Chacun connaît le philosophe néo-thomiste Jacques Maritain. Mais peu ont entendu parler de son épouse, Raïssa Maritain. Son ouvrage autobiographique Les Grandes amitiés (1941) raconte leur vie parisienne au cœur d’un cénacle d’intellectuels dans les années précédant la Grande guerre. Mais plus qu’un simple tableau dépeignant ses amitiés, cette autobiographie narre sa longue quête de la vérité.
En 1893, la famille Oumansoff se voit contrainte de fuir la Russie tsariste et de s’installer en France à cause de la persécution antisémite qu’elle subit. La jeune Raïssa a alors dix ans. C’est à Paris que la jeune fille va développer son goût pour la beauté et la vérité. Excellente élève, la découverte de la poésie classique française la plonge dans un univers de beauté qu’elle avoue n’avoir pas connu en Russie. La lecture de Racine est pour elle une illumination. Elle réalise que les vers du dramaturge classique ne tirent pas leur beauté uniquement de « l’harmonie et [de] la musique des mots soumis aux règles mystérieuses de la rime et du rythme », mais surtout de « la valeur des mots en eux-même, non plus en tant que signes de la réalité, mais en tant qu’objets ayant leur forme propre, leur musique et leur magie ». Mais plus que la littérature française, c’est la lente découverte de la philosophie qui constitue pour Raïssa une révélation.
Elle fait tout d’abord le choix de s’inscrire en licence de sciences naturelles à la Sorbonne ; Raïssa a dix-sept ans, le XXe siècle commence tout juste. La jeune fille n’est alors pas encore mue par un appétit débordant de connaissances : tout juste veut-elle pouvoir « justifier l’existence », ce qui lui paraît le minimum nécessaire afin que « la vie humaine ne soit pas une chose cruelle et absurde. » Or, confie-t-elle, « philosophie et religion, conduite de la vie privée, structure des sociétés, je croyais que tout dépendait des découvertes des sciences naturelles et physiques ». C’est à la faculté des sciences que Raïssa fait la rencontre la plus décisive de sa vie en la personne d’un jeune homme déjà licencié en philosophie : Jacques Maritain. Celui qu’elle appela très vite « le plus grand de mes amis » l’introduisit auprès de son cercle d’amis dont les noms sont aujourd’hui restés dans les mémoires : Ernest Psichari, qui est comme un frère pour Jacques Maritain, et surtout Charles Péguy à qui ils vont régulièrement rendre visite dans sa boutique des Cahiers de la Quinzaine située juste en face de la Sorbonne, dans le Quartier latin. Retiré dans sa boutique, Péguy mène alors la guerre contre la Sorbonne qu’il considère comme la « citadelle des erreurs du monde moderne ». Raïssa Maritain considère même ce conflit entre Péguy et la Sorbonne comme « l’un des plus importants évènements spirituels de la France avant la Première Guerre mondiale. » Pour tout ce groupe de jeunes gens, Péguy, leur aîné, fait figure de maître.

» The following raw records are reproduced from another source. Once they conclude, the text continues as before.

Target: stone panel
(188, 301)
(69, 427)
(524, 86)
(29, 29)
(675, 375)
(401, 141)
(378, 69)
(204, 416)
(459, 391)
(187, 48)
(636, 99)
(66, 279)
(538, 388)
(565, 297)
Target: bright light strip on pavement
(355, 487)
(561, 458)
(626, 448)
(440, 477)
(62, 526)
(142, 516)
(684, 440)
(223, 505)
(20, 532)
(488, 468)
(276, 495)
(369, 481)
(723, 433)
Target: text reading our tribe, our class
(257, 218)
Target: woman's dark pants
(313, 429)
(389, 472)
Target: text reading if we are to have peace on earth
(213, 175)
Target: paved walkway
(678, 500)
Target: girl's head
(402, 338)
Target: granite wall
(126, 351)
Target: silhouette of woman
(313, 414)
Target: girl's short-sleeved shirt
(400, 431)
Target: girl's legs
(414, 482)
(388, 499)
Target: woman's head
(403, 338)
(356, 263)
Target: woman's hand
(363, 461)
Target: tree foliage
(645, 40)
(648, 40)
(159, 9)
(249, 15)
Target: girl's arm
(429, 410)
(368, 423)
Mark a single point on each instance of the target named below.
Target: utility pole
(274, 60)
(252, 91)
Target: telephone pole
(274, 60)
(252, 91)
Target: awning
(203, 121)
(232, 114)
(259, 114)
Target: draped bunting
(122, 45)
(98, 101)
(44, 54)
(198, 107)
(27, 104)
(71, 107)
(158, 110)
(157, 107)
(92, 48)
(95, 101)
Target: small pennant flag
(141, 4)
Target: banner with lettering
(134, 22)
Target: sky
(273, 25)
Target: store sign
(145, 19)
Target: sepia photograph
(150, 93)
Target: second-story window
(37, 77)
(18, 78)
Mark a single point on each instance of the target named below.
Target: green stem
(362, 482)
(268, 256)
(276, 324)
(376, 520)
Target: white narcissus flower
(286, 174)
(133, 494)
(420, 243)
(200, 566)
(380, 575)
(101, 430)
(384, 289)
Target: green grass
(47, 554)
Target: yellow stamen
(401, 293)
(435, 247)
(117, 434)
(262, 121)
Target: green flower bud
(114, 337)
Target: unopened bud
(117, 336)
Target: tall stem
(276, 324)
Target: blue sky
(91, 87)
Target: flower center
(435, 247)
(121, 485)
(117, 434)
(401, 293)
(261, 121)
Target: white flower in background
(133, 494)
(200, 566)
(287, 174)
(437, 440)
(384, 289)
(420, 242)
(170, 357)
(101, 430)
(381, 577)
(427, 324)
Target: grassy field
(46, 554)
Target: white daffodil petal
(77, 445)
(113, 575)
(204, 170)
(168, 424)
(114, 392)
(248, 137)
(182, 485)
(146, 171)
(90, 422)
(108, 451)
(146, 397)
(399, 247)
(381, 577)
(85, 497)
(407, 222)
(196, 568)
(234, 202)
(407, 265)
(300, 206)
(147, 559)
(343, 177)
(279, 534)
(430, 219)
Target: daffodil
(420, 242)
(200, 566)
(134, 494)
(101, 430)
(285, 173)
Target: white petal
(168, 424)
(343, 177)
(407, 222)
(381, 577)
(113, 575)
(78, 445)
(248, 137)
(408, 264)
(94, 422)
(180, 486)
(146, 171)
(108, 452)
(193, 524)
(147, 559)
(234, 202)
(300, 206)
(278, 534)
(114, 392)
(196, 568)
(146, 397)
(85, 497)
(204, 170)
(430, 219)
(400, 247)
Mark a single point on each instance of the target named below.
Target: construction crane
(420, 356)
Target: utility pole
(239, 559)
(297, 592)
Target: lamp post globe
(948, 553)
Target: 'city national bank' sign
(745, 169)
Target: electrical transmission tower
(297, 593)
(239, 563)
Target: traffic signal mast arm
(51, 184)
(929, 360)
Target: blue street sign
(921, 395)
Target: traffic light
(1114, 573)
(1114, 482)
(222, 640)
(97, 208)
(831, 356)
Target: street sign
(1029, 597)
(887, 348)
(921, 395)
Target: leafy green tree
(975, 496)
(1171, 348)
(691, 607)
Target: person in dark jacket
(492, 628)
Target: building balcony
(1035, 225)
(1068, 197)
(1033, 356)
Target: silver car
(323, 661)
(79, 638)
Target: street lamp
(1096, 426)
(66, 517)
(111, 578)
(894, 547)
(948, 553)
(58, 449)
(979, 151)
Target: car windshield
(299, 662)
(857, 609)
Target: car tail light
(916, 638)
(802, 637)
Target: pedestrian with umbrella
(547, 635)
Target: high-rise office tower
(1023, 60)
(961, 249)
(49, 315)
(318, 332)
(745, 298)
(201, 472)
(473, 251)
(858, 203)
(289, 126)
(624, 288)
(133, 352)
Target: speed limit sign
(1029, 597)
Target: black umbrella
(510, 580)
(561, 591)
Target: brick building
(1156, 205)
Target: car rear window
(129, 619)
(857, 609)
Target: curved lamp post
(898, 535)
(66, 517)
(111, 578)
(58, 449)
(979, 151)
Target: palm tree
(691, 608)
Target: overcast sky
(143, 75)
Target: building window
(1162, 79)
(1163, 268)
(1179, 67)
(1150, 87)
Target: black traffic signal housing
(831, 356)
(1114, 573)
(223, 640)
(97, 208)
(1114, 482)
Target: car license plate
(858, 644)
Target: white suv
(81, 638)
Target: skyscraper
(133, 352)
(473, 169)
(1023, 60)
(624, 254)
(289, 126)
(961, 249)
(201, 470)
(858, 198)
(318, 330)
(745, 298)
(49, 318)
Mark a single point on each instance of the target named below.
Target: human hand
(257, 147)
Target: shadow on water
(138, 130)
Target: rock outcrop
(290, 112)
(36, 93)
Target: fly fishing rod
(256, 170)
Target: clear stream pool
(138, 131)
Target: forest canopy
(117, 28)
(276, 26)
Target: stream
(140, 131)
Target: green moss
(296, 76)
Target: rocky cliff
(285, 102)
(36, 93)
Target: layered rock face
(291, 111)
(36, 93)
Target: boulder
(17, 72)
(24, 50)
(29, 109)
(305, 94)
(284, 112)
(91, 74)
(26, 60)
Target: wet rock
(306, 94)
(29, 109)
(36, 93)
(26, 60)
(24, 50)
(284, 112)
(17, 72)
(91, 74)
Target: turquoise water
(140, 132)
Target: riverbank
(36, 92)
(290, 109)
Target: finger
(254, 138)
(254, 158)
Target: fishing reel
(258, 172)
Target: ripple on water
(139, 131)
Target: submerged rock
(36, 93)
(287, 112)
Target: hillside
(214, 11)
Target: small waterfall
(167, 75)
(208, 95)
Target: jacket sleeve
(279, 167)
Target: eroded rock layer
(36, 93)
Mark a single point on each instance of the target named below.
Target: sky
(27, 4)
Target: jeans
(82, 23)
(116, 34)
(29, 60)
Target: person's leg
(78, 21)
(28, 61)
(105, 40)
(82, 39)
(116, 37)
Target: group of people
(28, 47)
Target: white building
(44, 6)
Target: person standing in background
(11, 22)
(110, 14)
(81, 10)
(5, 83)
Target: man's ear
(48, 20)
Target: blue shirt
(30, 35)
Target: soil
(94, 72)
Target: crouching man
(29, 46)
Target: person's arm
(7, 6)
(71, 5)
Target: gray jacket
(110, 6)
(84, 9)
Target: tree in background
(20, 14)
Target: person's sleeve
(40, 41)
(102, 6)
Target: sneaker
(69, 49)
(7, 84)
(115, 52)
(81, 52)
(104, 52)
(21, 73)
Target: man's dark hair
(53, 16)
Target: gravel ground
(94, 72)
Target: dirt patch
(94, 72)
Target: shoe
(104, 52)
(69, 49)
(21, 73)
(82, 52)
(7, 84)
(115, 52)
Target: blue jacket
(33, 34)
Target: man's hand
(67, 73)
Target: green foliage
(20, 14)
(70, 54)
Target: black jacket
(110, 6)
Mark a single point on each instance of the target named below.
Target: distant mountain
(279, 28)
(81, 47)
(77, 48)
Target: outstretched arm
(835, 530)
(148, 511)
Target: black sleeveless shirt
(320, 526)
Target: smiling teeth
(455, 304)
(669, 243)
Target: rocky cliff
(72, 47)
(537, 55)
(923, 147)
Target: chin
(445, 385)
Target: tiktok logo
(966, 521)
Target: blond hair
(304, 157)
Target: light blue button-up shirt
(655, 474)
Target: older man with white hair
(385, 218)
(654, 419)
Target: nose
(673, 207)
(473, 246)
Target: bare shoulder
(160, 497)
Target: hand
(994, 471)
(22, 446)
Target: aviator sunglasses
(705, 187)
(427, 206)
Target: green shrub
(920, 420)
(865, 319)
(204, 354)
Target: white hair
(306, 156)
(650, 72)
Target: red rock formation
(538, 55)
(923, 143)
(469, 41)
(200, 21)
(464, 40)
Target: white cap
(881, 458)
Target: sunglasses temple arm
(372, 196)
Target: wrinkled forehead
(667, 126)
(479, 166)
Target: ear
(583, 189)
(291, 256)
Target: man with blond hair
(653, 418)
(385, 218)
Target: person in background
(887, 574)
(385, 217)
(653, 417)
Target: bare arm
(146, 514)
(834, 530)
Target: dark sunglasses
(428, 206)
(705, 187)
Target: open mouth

La vacuité de la philosophie matérialiste de la Sorbonne
Brillants élèves, Raïssa et Jacques sont tous deux appelés par leur professeur, Félix le Dantec, à un grand avenir scientifique. Mais de plus en plus cet avenir leur paraît illusoire. À quoi bon connaître toute la réalité de la matière vivante si la substance même de l’être et de l’univers restent insondables et inaccessibles ? Les sciences naturelles ne leur donnent pas pleine satisfaction. Ils suivent alors régulièrement les cours de philosophie de la Sorbonne, mais ceux-ci également leur laissent une amère impression. Emplis de questions essentielles, les deux étudiants se retrouvent face à des professeurs qui ne croient pas à la vérité et professent le scientisme le plus borné. Or, comme le relève Maritain, « le scientisme impose à l’intelligence la loi même du matérialisme : cela seul est intelligible qui est vérifiable matériellement ». À toutes leurs questions métaphysiques, leurs professeurs se dérobent et arguent de l’inaccessibilité de l’esprit humain à de telles choses. « Philosophes, nos maîtres à vrai dire désespéraient de la philosophie », déplore Raïssa Maritain.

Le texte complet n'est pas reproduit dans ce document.